Im konkreten Fall steht zwar fest, dass der Minderjährige weiter bei seinem Vater wohnen will und in diesem Zusammenhang dessen (alleinige) Obsorge anstrebt. Die Möglichkeit der gemeinsamen Obsorge ‑ auch gegen den erklärten Willen eines Elternteils ‑ blieb bislang unberücksichtigt. Das Erstgericht wird mit den Eltern die neue Rechtslage zu erörtern und die Möglichkeiten und Voraussetzungen für eine Verbesserung der für eine gemeinsame Obsorge erforderlichen Gesprächsbasis zu prüfen haben.

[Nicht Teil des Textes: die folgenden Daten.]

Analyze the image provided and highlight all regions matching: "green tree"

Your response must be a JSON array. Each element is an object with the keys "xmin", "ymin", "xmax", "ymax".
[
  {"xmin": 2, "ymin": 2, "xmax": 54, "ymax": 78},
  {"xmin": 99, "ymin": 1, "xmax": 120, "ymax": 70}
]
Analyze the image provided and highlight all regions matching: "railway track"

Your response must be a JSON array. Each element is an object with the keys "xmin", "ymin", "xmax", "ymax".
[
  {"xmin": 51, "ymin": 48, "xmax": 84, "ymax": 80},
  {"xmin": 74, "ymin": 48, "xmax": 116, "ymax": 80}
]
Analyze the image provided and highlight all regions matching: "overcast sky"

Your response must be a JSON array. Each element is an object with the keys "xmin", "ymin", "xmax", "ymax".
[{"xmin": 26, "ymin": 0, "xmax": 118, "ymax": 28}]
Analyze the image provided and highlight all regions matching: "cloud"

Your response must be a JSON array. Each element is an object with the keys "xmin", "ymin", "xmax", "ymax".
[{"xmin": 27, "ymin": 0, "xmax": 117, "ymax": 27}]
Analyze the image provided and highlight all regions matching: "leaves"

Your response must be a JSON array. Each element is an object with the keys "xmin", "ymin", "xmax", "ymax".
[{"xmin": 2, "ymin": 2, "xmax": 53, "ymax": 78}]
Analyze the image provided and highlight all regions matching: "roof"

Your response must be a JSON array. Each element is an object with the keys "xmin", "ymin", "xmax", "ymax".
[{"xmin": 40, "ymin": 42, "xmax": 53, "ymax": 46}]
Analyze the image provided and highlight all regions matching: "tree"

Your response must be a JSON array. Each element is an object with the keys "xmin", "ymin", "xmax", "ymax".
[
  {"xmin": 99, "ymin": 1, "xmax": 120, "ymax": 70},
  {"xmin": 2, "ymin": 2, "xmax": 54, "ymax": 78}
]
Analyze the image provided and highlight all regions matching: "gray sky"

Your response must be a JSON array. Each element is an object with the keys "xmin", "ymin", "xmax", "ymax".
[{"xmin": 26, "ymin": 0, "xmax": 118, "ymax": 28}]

Ob dafür eine weitere Einvernahme der Eltern genügt, eine ergänzende Begutachtung erforderlich ist, oder Aufträge nach § 107 Abs 3 Z 2 oder 3 AußStrG zu erteilen sind, obliegt der am konkreten Kindeswohl orientierten Beurteilung der Vorinstanzen. Gleiches gilt für die Frage, ob eine Phase der vorläufigen elterlichen Verantwortung anzuordnen ist (vgl 4 Ob 32/13d). Diese Erwägungen führen zur Aufhebung in die erste Instanz.